The bill, which proposes to ban foreigners from being members of the supervisory boards of state enterprises, as well as to limit the maximum monthly remuneration to their members, was drafted by the Members of the Parliament of Ukraine Andrii Derkach and Alexander Dubinsky.
Derkach reported about this on Facebook.
According to him, the bill proposes the provision, according to which, only citizens of Ukraine should be the members of supervisory boards of enterprises where the state owns more than 50% of the shares. They should have at least 10 years experience, education, qualifications and expertise in the relevant field.
The Member of the Parliament explained that, in addition to the ban on foreigners from being members of the supervisory boards of SE, the maximum monthly remuneration for members of supervisory boards is also set.
“The maximum monthly remuneration for their services shall not exceed 50 minimum wages (today, with a minimum wage of UAH 2.102 thousand, this will be UAH 105.100 thousand). Such a measure will separate the “guest workers” from those who came to work for the state”, Derkach emphasized.
He also said that the bill provides a restriction on the participation of “professional public activists” and corrupt officials in the supervisory boards.
“To ban professional public activists and parasites receiving funding from abroad for five years from being the members of the supervisory boards of state-owned enterprises. In the same way, the option to enter the supervisory boards of state banks will be closed to those who have been brought to criminal and administrative liability for corruption”, Derkach informed.
The Member of the Parliament noted that gender equality in the selection of members of supervisory boards is also stipulated in the new law.
“Gender quotas of at least 40% of the seats of the supervisory board for the members of the same gender. I think our foreign partners will appreciate not the fake, but the real fight for gender equality and getting rid of external governance in the interests of Ukrainian citizens”, Derkach wrote.
As a problematic example, he cited the decision of Naftogaz of Ukraine’s Supervisory Board to renew the contract with the head of the company Kobolyev for another four years.

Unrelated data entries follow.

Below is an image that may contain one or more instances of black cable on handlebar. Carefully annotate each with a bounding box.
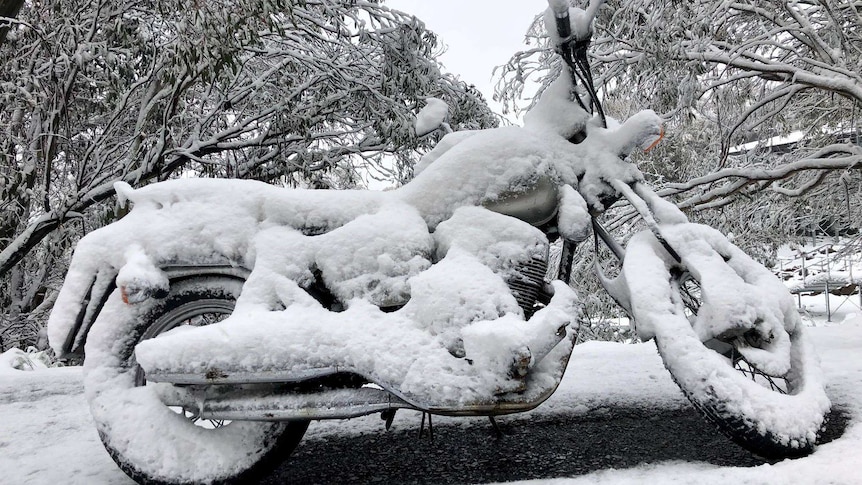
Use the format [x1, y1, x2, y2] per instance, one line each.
[554, 5, 608, 128]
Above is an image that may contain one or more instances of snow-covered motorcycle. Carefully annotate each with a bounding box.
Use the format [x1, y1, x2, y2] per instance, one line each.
[49, 1, 830, 483]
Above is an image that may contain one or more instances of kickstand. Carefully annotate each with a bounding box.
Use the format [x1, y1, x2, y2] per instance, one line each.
[488, 416, 503, 438]
[419, 412, 434, 441]
[380, 409, 398, 431]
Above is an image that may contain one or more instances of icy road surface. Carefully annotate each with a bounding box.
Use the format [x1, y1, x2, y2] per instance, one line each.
[0, 316, 862, 485]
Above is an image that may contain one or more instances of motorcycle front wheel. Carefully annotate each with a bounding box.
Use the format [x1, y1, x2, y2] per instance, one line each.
[84, 277, 308, 484]
[623, 224, 830, 460]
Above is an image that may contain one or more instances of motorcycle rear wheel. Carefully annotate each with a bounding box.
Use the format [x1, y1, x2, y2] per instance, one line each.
[624, 224, 830, 460]
[84, 277, 308, 484]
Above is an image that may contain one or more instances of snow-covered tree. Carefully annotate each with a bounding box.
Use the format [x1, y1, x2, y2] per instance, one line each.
[497, 0, 862, 249]
[0, 0, 497, 346]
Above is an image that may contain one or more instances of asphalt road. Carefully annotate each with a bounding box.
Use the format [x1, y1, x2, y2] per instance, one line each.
[262, 408, 846, 484]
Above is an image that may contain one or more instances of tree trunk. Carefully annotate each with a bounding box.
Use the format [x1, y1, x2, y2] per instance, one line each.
[0, 0, 24, 47]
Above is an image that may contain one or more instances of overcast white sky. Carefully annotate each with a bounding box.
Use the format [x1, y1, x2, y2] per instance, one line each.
[386, 0, 548, 116]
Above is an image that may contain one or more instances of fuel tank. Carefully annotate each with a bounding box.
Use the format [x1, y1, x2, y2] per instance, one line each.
[482, 176, 559, 226]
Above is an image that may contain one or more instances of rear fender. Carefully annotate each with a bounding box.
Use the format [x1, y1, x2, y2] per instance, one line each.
[59, 264, 250, 363]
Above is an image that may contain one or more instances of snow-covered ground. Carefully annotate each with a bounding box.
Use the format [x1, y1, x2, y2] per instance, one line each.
[0, 300, 862, 485]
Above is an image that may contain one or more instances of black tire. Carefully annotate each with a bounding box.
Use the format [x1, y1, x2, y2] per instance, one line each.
[84, 276, 308, 484]
[623, 224, 830, 460]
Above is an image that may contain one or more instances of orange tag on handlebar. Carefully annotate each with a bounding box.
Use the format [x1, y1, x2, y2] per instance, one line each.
[644, 126, 664, 153]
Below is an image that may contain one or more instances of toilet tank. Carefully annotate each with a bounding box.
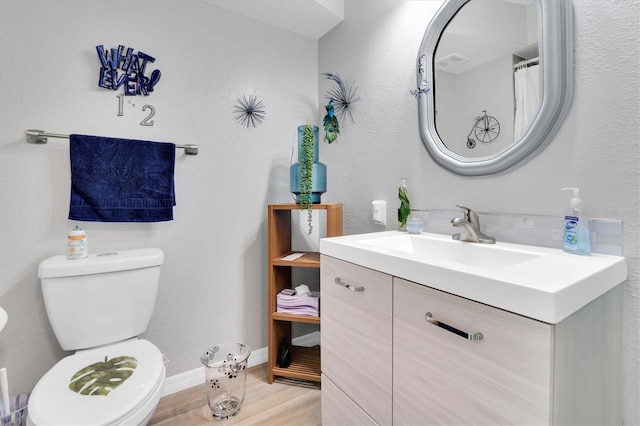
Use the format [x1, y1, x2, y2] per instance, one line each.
[38, 248, 164, 350]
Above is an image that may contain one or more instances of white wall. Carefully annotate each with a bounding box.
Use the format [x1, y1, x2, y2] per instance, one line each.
[318, 0, 640, 425]
[0, 0, 318, 392]
[0, 0, 640, 424]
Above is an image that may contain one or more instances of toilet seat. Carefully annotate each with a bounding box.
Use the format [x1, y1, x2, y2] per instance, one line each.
[28, 339, 165, 425]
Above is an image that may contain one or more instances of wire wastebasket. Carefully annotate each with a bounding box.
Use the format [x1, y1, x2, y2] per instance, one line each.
[0, 393, 29, 426]
[200, 343, 251, 420]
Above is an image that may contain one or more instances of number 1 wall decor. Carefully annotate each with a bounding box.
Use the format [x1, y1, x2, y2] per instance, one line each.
[96, 45, 161, 126]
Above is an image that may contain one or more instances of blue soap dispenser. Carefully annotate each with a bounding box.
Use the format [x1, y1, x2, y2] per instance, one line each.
[562, 188, 591, 255]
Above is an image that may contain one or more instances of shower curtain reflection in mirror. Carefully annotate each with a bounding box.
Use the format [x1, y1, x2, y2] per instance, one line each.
[513, 64, 540, 141]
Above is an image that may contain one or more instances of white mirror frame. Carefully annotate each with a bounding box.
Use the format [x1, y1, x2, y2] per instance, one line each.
[417, 0, 573, 176]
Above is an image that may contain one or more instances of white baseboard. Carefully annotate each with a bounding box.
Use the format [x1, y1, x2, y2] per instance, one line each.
[162, 331, 320, 396]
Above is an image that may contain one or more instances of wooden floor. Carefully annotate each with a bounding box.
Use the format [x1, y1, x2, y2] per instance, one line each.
[149, 364, 322, 426]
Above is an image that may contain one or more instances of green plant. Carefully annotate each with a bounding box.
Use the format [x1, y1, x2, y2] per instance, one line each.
[300, 124, 315, 235]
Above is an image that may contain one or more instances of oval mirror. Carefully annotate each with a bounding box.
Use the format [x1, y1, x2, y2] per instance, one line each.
[414, 0, 573, 176]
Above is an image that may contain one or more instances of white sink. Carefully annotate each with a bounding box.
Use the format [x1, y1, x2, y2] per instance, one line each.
[362, 233, 542, 269]
[320, 231, 627, 324]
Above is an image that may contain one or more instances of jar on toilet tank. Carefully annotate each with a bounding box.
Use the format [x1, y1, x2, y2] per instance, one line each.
[67, 226, 89, 260]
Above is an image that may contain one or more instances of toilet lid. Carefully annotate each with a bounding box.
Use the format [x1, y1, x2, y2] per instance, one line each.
[28, 340, 164, 425]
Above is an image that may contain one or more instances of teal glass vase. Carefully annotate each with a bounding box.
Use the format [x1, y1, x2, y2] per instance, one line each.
[289, 126, 327, 204]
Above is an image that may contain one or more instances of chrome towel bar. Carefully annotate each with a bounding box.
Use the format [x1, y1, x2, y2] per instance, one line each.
[26, 130, 198, 155]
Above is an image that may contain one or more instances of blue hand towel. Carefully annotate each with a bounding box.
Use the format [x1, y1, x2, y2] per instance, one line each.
[69, 135, 176, 222]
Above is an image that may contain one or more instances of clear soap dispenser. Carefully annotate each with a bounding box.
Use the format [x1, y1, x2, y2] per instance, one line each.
[562, 188, 591, 255]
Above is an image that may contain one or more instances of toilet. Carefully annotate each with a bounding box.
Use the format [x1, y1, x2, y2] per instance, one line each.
[27, 248, 165, 425]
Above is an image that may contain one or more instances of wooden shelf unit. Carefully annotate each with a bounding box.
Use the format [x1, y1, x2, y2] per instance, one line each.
[267, 203, 342, 383]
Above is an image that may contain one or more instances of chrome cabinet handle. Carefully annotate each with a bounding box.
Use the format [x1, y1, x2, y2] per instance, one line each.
[335, 277, 364, 292]
[424, 312, 484, 341]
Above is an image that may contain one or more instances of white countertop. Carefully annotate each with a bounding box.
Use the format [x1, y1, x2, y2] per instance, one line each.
[320, 231, 627, 324]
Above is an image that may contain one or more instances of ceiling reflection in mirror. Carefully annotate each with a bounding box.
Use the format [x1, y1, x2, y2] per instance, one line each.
[434, 0, 540, 158]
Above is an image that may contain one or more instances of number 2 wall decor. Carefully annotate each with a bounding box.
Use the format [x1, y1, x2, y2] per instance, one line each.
[96, 45, 161, 126]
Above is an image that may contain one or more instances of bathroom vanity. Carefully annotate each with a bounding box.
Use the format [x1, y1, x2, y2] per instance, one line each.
[320, 231, 627, 425]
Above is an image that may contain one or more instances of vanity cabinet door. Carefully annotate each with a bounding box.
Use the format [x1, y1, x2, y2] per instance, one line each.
[393, 278, 553, 425]
[320, 255, 393, 425]
[322, 375, 376, 426]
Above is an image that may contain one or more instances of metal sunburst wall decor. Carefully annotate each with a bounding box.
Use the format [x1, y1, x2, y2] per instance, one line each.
[322, 72, 360, 124]
[233, 95, 267, 128]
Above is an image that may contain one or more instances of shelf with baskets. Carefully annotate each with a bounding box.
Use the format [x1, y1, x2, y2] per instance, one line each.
[267, 203, 342, 383]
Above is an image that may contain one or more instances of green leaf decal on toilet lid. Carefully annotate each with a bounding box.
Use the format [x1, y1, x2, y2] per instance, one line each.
[69, 356, 138, 395]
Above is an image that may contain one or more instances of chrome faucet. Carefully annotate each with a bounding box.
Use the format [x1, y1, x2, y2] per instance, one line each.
[451, 205, 496, 244]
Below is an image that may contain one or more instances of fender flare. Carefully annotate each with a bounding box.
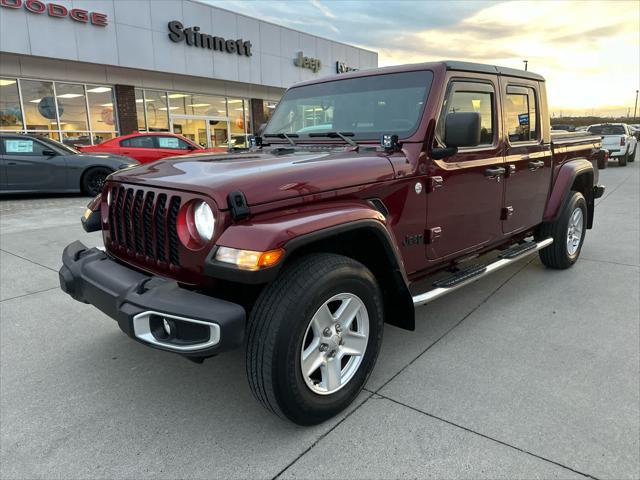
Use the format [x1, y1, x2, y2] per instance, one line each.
[204, 201, 415, 330]
[543, 158, 594, 222]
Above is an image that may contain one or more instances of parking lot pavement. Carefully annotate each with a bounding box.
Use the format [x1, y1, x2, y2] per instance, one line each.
[0, 155, 640, 479]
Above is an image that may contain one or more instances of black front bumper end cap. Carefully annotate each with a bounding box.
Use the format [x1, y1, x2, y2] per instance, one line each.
[58, 241, 246, 357]
[593, 185, 605, 198]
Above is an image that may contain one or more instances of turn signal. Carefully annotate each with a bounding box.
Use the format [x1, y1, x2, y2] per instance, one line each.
[216, 247, 284, 270]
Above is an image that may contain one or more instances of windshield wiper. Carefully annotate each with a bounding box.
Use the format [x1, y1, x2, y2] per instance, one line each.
[309, 132, 359, 147]
[263, 133, 300, 147]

“With the same Kobolyev, who gained wide fame thanks to his million salaries in hryvnias and multimillion-dollar bonuses”. Supervisory boards of state-owned enterprises are crammed with foreigners and professional public activists who do not act in the interests of Ukraine. Enterprises and companies are state-owned, but no one represents the owners (that is, us). So they do what they want”, Derkach said.

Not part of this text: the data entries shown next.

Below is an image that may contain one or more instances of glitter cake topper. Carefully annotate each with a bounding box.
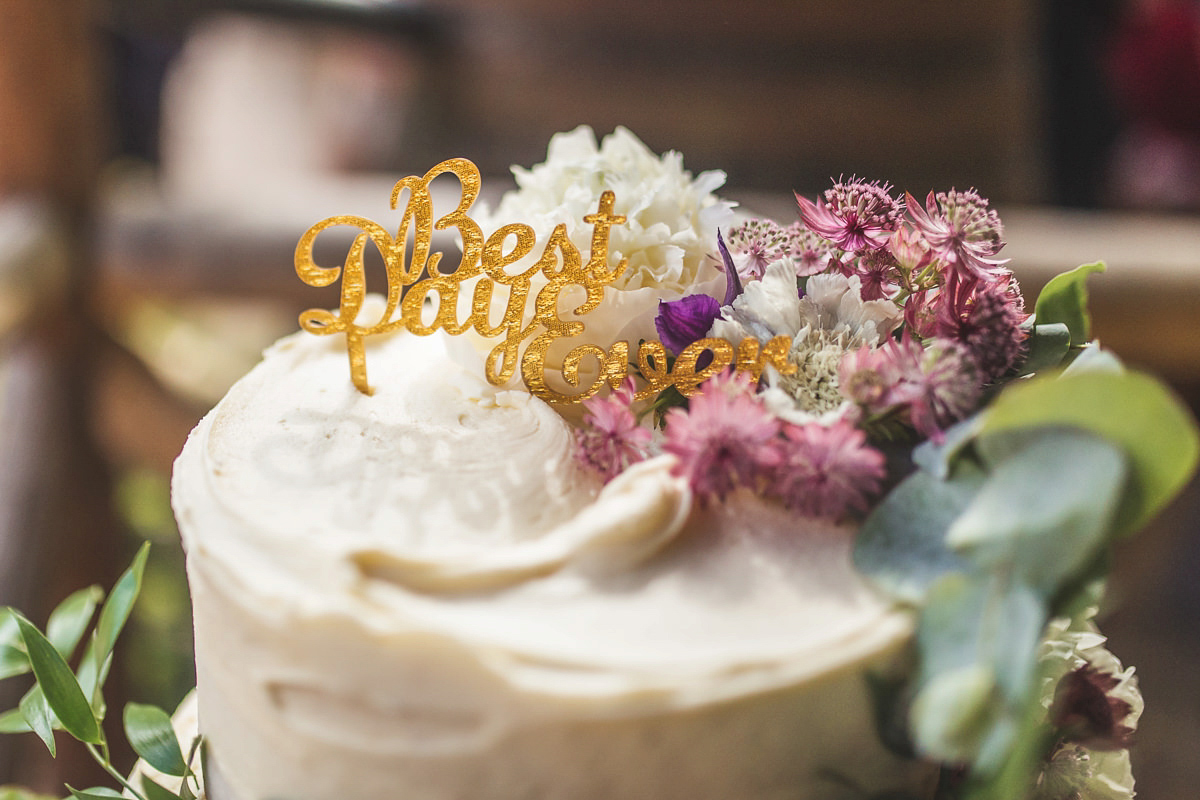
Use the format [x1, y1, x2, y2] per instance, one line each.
[295, 158, 796, 403]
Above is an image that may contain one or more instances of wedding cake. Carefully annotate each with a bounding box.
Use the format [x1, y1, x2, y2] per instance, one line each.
[173, 128, 1190, 800]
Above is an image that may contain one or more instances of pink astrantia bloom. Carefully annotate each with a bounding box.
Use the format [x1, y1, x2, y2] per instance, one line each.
[906, 190, 1008, 285]
[727, 219, 792, 281]
[662, 373, 780, 501]
[796, 178, 904, 253]
[786, 221, 834, 278]
[575, 378, 653, 483]
[838, 331, 980, 440]
[775, 419, 884, 521]
[934, 283, 1028, 383]
[854, 247, 900, 300]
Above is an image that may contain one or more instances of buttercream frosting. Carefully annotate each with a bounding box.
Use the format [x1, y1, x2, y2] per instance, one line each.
[173, 319, 926, 800]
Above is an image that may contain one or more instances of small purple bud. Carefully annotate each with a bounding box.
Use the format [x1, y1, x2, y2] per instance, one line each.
[654, 296, 720, 355]
[716, 230, 742, 306]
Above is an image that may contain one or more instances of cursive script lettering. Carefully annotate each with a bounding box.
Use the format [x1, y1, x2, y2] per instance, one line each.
[295, 158, 796, 403]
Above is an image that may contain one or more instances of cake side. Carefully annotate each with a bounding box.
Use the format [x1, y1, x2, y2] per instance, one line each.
[174, 323, 928, 800]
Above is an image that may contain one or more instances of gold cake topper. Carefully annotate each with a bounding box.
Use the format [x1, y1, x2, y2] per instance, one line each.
[295, 158, 796, 403]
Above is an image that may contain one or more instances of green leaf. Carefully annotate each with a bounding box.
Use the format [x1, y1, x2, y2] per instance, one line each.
[979, 371, 1200, 534]
[1033, 263, 1104, 347]
[17, 615, 103, 745]
[46, 587, 104, 658]
[946, 429, 1126, 600]
[1062, 342, 1126, 375]
[88, 542, 150, 697]
[0, 786, 58, 800]
[18, 686, 58, 758]
[0, 606, 20, 646]
[854, 464, 983, 604]
[0, 644, 30, 680]
[911, 573, 1046, 771]
[142, 775, 180, 800]
[67, 783, 122, 800]
[0, 709, 32, 733]
[125, 703, 187, 777]
[1019, 323, 1070, 375]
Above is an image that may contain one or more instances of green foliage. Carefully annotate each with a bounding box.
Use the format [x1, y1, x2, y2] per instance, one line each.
[17, 616, 104, 752]
[0, 546, 199, 800]
[1033, 263, 1105, 347]
[1020, 323, 1070, 375]
[854, 326, 1200, 800]
[979, 371, 1200, 534]
[125, 703, 187, 777]
[46, 587, 104, 658]
[0, 786, 58, 800]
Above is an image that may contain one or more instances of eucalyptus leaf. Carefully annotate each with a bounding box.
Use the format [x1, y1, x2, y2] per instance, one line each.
[946, 429, 1127, 600]
[1018, 323, 1070, 375]
[912, 414, 982, 481]
[125, 703, 187, 777]
[0, 606, 20, 646]
[853, 464, 983, 604]
[46, 587, 104, 658]
[88, 542, 150, 690]
[1062, 342, 1126, 375]
[18, 685, 58, 758]
[912, 664, 997, 763]
[0, 709, 32, 733]
[67, 783, 124, 800]
[17, 615, 103, 745]
[0, 786, 58, 800]
[1033, 263, 1105, 347]
[0, 644, 30, 680]
[979, 371, 1200, 534]
[142, 775, 180, 800]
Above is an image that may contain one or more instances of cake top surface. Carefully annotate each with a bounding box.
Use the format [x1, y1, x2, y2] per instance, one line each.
[175, 316, 911, 702]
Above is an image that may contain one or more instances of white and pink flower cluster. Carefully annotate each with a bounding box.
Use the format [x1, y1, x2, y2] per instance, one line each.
[577, 179, 1027, 519]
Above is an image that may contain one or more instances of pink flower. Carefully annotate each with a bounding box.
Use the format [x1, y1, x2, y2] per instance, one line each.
[775, 420, 884, 519]
[662, 373, 780, 501]
[728, 219, 792, 282]
[935, 283, 1027, 383]
[854, 247, 900, 300]
[796, 178, 904, 253]
[575, 378, 653, 483]
[906, 190, 1008, 287]
[786, 221, 833, 278]
[838, 331, 980, 440]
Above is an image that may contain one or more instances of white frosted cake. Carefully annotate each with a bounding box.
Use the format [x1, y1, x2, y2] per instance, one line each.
[174, 323, 929, 800]
[173, 128, 1176, 800]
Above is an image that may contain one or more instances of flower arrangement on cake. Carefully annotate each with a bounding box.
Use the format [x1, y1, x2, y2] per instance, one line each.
[0, 128, 1200, 800]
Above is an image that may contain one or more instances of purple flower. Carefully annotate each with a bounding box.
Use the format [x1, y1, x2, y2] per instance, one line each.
[575, 378, 653, 483]
[716, 229, 742, 306]
[906, 190, 1008, 287]
[662, 373, 780, 501]
[796, 178, 904, 253]
[654, 294, 721, 355]
[775, 420, 884, 521]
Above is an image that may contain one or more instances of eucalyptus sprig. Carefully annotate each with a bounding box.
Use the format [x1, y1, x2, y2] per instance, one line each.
[0, 543, 202, 800]
[854, 264, 1200, 800]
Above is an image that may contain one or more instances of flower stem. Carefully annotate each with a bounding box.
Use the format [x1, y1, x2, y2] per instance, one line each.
[85, 744, 146, 800]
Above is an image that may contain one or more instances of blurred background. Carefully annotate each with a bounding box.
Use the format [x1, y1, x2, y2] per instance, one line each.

The Member of the Parliament noted that the formation of the supervisory board of the Naftogaz of Ukraine without taking into account the interests of the Ukrainian state, and with the inclusion of representatives of other countries, led to the creation of an organized group based on a state company that does not act in the interests of the country.
“I have repeatedly described how the management of Naftogaz of Ukraine (Kobolyev-Favorov), under the guise of a supervisory board, organized a scheme for selling Russian gas to Ukrainians, passing it off as “European”. The main organizer of the scheme was Amos Hochstein fully accountable to US Democratic Party. For five years, Ukrainians overpaid almost $1.5 billion for allegedly European gas”, Derkach wrote.
According to him, the main participants in the scheme from the Ukrainian side were the representatives of the Ukrainian company Energy Resources of Ukraine (ERU) and, presumably, officials of Naftogaz; high-ranking US politicians were involved in the scheme on the US side.
“US Vice President Joe Biden, through his man Amos Hochstein, with the participation of oligarch Viktor Pinchuk, who is the provider of Soros’s interests in Ukraine, together with Naftogaz’s management, organized schemes to take hundreds of millions of dollars from Naftogaz and UkrGasVydobuvannya. It is time to close this and other “reservations” – Derkach summed up.